By Natalie Walters
Alibaba Group Holding (BABA) is quietly building up a side digital media and entertainment business in the world’s most populous country.
The number one Chinese e-commerce player is “building the Netflix (NFLX) of China,” Lead Edge Capital managing partner Mitchell Green told TheStreet.
The comparison is interesting because China’s strict regulations forced Netflix to license its content to Chinese giants Alibaba, Tencent (TCEHY) and Baidu (BIDU) rather than enter the market alone. Netflix has over 100 million subscribers and is in basically every country outside of China.

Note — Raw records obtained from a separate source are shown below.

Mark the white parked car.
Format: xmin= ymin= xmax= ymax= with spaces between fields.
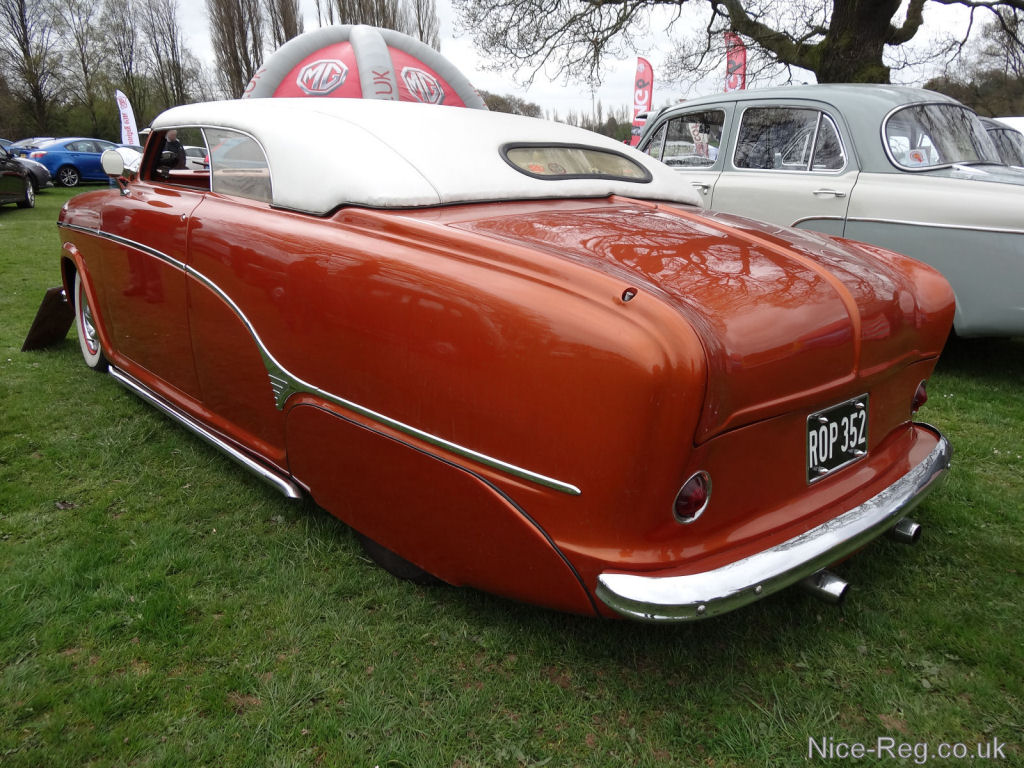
xmin=639 ymin=85 xmax=1024 ymax=337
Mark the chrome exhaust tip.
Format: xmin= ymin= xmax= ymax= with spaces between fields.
xmin=888 ymin=517 xmax=922 ymax=545
xmin=799 ymin=569 xmax=849 ymax=605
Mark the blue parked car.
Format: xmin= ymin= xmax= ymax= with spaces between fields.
xmin=24 ymin=137 xmax=120 ymax=187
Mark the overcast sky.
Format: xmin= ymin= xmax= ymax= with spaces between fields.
xmin=179 ymin=0 xmax=975 ymax=117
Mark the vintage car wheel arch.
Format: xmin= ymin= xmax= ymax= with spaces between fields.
xmin=62 ymin=250 xmax=116 ymax=369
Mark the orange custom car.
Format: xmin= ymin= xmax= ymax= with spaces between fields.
xmin=56 ymin=98 xmax=955 ymax=621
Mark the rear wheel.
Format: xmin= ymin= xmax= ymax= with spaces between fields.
xmin=16 ymin=177 xmax=34 ymax=208
xmin=75 ymin=271 xmax=108 ymax=371
xmin=355 ymin=531 xmax=440 ymax=586
xmin=57 ymin=165 xmax=80 ymax=187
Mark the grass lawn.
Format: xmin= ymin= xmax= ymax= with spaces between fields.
xmin=1 ymin=188 xmax=1021 ymax=767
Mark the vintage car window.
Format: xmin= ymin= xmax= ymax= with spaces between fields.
xmin=734 ymin=107 xmax=845 ymax=172
xmin=205 ymin=128 xmax=272 ymax=202
xmin=146 ymin=127 xmax=211 ymax=190
xmin=641 ymin=122 xmax=668 ymax=160
xmin=986 ymin=127 xmax=1024 ymax=166
xmin=884 ymin=104 xmax=998 ymax=169
xmin=660 ymin=110 xmax=725 ymax=168
xmin=504 ymin=144 xmax=651 ymax=182
xmin=811 ymin=116 xmax=845 ymax=170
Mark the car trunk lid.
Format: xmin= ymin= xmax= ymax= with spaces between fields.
xmin=451 ymin=199 xmax=936 ymax=441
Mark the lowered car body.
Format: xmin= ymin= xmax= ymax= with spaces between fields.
xmin=52 ymin=98 xmax=954 ymax=620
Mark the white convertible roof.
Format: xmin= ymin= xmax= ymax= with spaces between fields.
xmin=152 ymin=99 xmax=700 ymax=214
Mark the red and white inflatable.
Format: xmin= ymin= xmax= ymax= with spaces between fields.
xmin=243 ymin=25 xmax=486 ymax=109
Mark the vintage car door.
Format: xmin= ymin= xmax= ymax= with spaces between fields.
xmin=710 ymin=103 xmax=859 ymax=236
xmin=182 ymin=128 xmax=287 ymax=465
xmin=88 ymin=152 xmax=204 ymax=400
xmin=639 ymin=106 xmax=731 ymax=206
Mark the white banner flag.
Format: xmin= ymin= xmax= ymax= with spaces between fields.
xmin=115 ymin=90 xmax=139 ymax=146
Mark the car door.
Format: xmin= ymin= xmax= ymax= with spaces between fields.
xmin=91 ymin=144 xmax=205 ymax=400
xmin=639 ymin=106 xmax=732 ymax=206
xmin=80 ymin=140 xmax=114 ymax=180
xmin=711 ymin=103 xmax=859 ymax=236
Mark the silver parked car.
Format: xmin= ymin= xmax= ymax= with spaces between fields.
xmin=639 ymin=85 xmax=1024 ymax=337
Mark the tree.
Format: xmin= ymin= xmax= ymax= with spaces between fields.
xmin=265 ymin=0 xmax=304 ymax=48
xmin=0 ymin=0 xmax=63 ymax=131
xmin=137 ymin=0 xmax=203 ymax=108
xmin=453 ymin=0 xmax=1024 ymax=88
xmin=480 ymin=89 xmax=542 ymax=116
xmin=103 ymin=0 xmax=147 ymax=121
xmin=926 ymin=10 xmax=1024 ymax=115
xmin=314 ymin=0 xmax=441 ymax=49
xmin=57 ymin=0 xmax=106 ymax=136
xmin=207 ymin=0 xmax=265 ymax=97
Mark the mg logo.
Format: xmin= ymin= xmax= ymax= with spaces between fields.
xmin=401 ymin=67 xmax=444 ymax=104
xmin=296 ymin=59 xmax=348 ymax=96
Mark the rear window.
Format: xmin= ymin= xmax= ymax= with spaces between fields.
xmin=884 ymin=103 xmax=997 ymax=169
xmin=503 ymin=144 xmax=651 ymax=182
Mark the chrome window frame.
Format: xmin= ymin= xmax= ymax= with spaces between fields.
xmin=145 ymin=124 xmax=274 ymax=203
xmin=730 ymin=105 xmax=848 ymax=175
xmin=654 ymin=108 xmax=728 ymax=170
xmin=880 ymin=101 xmax=997 ymax=172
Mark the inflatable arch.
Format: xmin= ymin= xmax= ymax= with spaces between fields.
xmin=242 ymin=24 xmax=487 ymax=109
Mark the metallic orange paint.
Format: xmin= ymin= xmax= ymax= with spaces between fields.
xmin=57 ymin=177 xmax=955 ymax=618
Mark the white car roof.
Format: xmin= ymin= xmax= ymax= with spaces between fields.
xmin=152 ymin=99 xmax=700 ymax=214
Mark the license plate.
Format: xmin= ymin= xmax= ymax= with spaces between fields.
xmin=806 ymin=395 xmax=869 ymax=483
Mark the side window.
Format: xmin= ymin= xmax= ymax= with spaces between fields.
xmin=146 ymin=127 xmax=210 ymax=190
xmin=662 ymin=110 xmax=725 ymax=168
xmin=641 ymin=122 xmax=667 ymax=161
xmin=812 ymin=116 xmax=845 ymax=170
xmin=205 ymin=128 xmax=272 ymax=203
xmin=734 ymin=107 xmax=845 ymax=172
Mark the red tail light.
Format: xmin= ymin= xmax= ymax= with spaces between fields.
xmin=673 ymin=471 xmax=711 ymax=524
xmin=29 ymin=151 xmax=45 ymax=158
xmin=912 ymin=380 xmax=928 ymax=413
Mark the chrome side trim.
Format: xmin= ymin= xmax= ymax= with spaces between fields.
xmin=109 ymin=365 xmax=303 ymax=499
xmin=845 ymin=216 xmax=1024 ymax=236
xmin=62 ymin=222 xmax=581 ymax=496
xmin=595 ymin=424 xmax=951 ymax=621
xmin=790 ymin=215 xmax=846 ymax=228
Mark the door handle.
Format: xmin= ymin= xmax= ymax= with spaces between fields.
xmin=812 ymin=188 xmax=847 ymax=198
xmin=690 ymin=181 xmax=710 ymax=194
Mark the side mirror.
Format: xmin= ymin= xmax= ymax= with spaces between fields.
xmin=101 ymin=149 xmax=125 ymax=177
xmin=101 ymin=149 xmax=130 ymax=195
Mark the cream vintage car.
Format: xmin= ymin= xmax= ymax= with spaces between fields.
xmin=639 ymin=85 xmax=1024 ymax=337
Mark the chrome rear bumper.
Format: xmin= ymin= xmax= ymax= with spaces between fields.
xmin=596 ymin=424 xmax=951 ymax=622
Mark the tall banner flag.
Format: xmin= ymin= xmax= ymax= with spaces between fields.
xmin=629 ymin=57 xmax=654 ymax=146
xmin=724 ymin=33 xmax=747 ymax=91
xmin=724 ymin=33 xmax=749 ymax=92
xmin=115 ymin=90 xmax=140 ymax=146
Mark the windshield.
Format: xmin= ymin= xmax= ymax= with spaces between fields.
xmin=884 ymin=103 xmax=998 ymax=169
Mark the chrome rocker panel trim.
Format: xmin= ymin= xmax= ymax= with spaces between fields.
xmin=109 ymin=365 xmax=304 ymax=500
xmin=596 ymin=424 xmax=951 ymax=622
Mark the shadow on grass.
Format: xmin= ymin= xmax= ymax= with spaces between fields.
xmin=937 ymin=334 xmax=1024 ymax=382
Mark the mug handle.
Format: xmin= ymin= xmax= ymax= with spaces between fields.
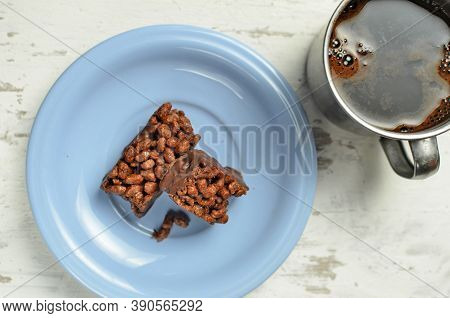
xmin=379 ymin=137 xmax=440 ymax=179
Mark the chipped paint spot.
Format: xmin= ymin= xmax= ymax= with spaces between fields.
xmin=14 ymin=132 xmax=28 ymax=138
xmin=305 ymin=285 xmax=331 ymax=294
xmin=0 ymin=81 xmax=23 ymax=92
xmin=16 ymin=110 xmax=27 ymax=119
xmin=312 ymin=210 xmax=320 ymax=216
xmin=0 ymin=42 xmax=9 ymax=46
xmin=306 ymin=255 xmax=344 ymax=280
xmin=6 ymin=31 xmax=18 ymax=37
xmin=0 ymin=242 xmax=7 ymax=249
xmin=337 ymin=139 xmax=356 ymax=150
xmin=0 ymin=275 xmax=12 ymax=283
xmin=312 ymin=127 xmax=332 ymax=152
xmin=0 ymin=130 xmax=17 ymax=145
xmin=6 ymin=58 xmax=14 ymax=62
xmin=318 ymin=156 xmax=333 ymax=170
xmin=32 ymin=50 xmax=67 ymax=57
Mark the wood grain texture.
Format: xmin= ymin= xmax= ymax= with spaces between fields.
xmin=0 ymin=0 xmax=449 ymax=297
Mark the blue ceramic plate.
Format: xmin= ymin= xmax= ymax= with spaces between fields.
xmin=27 ymin=25 xmax=317 ymax=297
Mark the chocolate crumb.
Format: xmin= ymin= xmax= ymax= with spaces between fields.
xmin=152 ymin=210 xmax=190 ymax=242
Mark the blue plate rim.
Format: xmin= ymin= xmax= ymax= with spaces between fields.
xmin=26 ymin=24 xmax=317 ymax=297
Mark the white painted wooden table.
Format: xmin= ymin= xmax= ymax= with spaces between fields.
xmin=1 ymin=0 xmax=449 ymax=297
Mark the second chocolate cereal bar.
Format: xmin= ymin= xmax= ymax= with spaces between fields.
xmin=160 ymin=150 xmax=248 ymax=224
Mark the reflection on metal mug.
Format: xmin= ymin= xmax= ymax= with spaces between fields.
xmin=306 ymin=0 xmax=450 ymax=179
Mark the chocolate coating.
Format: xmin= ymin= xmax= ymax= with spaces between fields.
xmin=160 ymin=150 xmax=248 ymax=224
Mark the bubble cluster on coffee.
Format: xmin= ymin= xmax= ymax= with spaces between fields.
xmin=328 ymin=39 xmax=372 ymax=62
xmin=327 ymin=0 xmax=372 ymax=78
xmin=439 ymin=42 xmax=450 ymax=80
xmin=328 ymin=36 xmax=372 ymax=78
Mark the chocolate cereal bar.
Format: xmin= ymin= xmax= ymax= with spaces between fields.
xmin=101 ymin=103 xmax=200 ymax=217
xmin=160 ymin=150 xmax=248 ymax=224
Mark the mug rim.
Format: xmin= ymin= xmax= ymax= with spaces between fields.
xmin=323 ymin=0 xmax=450 ymax=141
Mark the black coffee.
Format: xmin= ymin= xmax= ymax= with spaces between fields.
xmin=328 ymin=0 xmax=450 ymax=133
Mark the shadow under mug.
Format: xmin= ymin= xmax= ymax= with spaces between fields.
xmin=306 ymin=0 xmax=449 ymax=179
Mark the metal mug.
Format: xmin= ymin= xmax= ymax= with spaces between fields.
xmin=306 ymin=0 xmax=449 ymax=179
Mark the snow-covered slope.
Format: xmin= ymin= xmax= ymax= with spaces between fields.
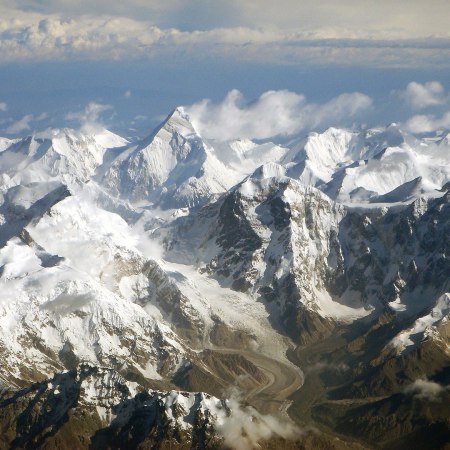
xmin=282 ymin=124 xmax=450 ymax=203
xmin=161 ymin=170 xmax=450 ymax=344
xmin=0 ymin=137 xmax=20 ymax=152
xmin=0 ymin=364 xmax=299 ymax=450
xmin=1 ymin=115 xmax=448 ymax=360
xmin=97 ymin=108 xmax=289 ymax=209
xmin=98 ymin=108 xmax=236 ymax=208
xmin=389 ymin=293 xmax=450 ymax=355
xmin=0 ymin=128 xmax=128 ymax=190
xmin=0 ymin=182 xmax=186 ymax=385
xmin=0 ymin=107 xmax=449 ymax=449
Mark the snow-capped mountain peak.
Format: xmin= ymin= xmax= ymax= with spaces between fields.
xmin=1 ymin=107 xmax=449 ymax=449
xmin=0 ymin=127 xmax=128 ymax=190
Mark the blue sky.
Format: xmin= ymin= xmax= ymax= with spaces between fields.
xmin=0 ymin=1 xmax=449 ymax=139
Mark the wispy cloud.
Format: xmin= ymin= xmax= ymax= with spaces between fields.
xmin=6 ymin=114 xmax=33 ymax=134
xmin=1 ymin=80 xmax=448 ymax=139
xmin=66 ymin=102 xmax=112 ymax=133
xmin=185 ymin=89 xmax=372 ymax=140
xmin=0 ymin=102 xmax=7 ymax=112
xmin=5 ymin=112 xmax=47 ymax=134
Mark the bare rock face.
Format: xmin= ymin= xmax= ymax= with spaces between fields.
xmin=0 ymin=365 xmax=225 ymax=450
xmin=163 ymin=177 xmax=344 ymax=344
xmin=0 ymin=365 xmax=309 ymax=450
xmin=163 ymin=174 xmax=450 ymax=348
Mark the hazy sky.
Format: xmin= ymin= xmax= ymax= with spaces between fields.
xmin=0 ymin=1 xmax=449 ymax=138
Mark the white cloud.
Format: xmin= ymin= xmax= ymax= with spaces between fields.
xmin=66 ymin=102 xmax=112 ymax=133
xmin=404 ymin=379 xmax=447 ymax=401
xmin=0 ymin=102 xmax=7 ymax=112
xmin=0 ymin=1 xmax=183 ymax=25
xmin=5 ymin=112 xmax=47 ymax=134
xmin=398 ymin=81 xmax=447 ymax=109
xmin=211 ymin=1 xmax=450 ymax=39
xmin=397 ymin=81 xmax=450 ymax=133
xmin=185 ymin=89 xmax=372 ymax=141
xmin=305 ymin=362 xmax=350 ymax=373
xmin=0 ymin=9 xmax=449 ymax=67
xmin=4 ymin=1 xmax=450 ymax=39
xmin=214 ymin=392 xmax=301 ymax=450
xmin=6 ymin=114 xmax=33 ymax=134
xmin=404 ymin=111 xmax=450 ymax=133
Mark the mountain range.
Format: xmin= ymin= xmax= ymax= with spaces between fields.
xmin=0 ymin=108 xmax=449 ymax=449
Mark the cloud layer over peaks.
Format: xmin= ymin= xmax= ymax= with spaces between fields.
xmin=0 ymin=5 xmax=449 ymax=67
xmin=185 ymin=89 xmax=372 ymax=141
xmin=4 ymin=1 xmax=450 ymax=39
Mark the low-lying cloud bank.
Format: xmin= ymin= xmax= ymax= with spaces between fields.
xmin=4 ymin=0 xmax=450 ymax=40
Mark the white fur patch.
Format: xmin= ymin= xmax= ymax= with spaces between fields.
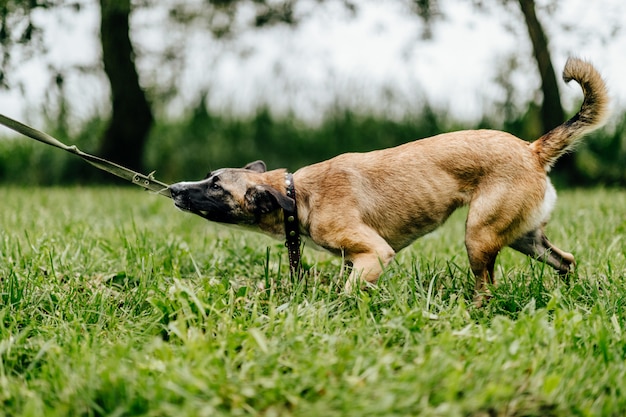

Netflix CEO Reed Hastings admitted during the Recode conference in June that he was too confident about being able to break into a market that had proved too difficult for other tech companies. “We probably assessed it wrong,” Hastings admitted. “We had our natural optimism that slowly got beaten down.”
On Thursday, August 17, Alibaba reported that revenue from its media and entertainment business had increased 30% year-over-year to $602 million. “It’s obviously growing nicely,” Green said about the latest growth figure. The report also shows that loss from operations for the business jumped to $507.2 million from $277.4 million in the year ago period. Adjusted EBITA margin came in at 43%, up from 32% in the same period last year.
Since Alibaba’s wildly popular Taobao platform is only offered in China, it’s sometimes hard for investors and analyst to understand how popular the content on its site has become, noted Green. The company reported 529 million monthly active users (MAUs) in the past quarter, an increase of 22 million from last quarter, mainly due to its content-driven Taobao shopping app. On Taobao, users can watch webisodes or makeup and cooking tutorials, as well as give product reviews. Alibaba said it’s been using personalization technology to provide more relevant content for users, which leads to more clicks and higher engagement.
“What people don’t see is that there are millions of people in China that are watching these videos and the engagement is staggering,” Green said.
This past quarter, Alibaba focused on expanding its content, as well as developing its subscription platform for Youku Tudou, an online video provider, and expanding the presence of UCWeb, a web browser and search company. Youku’s video subscriptions grew by 100% year-over-year. Alibaba hopes to continue that growth with high-quality original content, the company said. The business made up 8% of the company’s total revenue for the past quarter, vs. 10% in the year ago period.
“Our strategy of acquiring and developing a mixture of licensed and original content yielded hit drama and variety shows during the quarter,” Alibaba wrote.
In the earnings report, Alibaba noted that it plans to continue to invest in its media and entertainment business. In December, Alibaba said it planned to spend $7.2 billion on its media and entertainment business over the next three years. The company sees value in cross-selling between its popular core China-based e-commerce platforms and the media and entertainment platforms.
Shares of Alibaba were trading up 2.43% to $167.88 in early afternoon trading on Friday.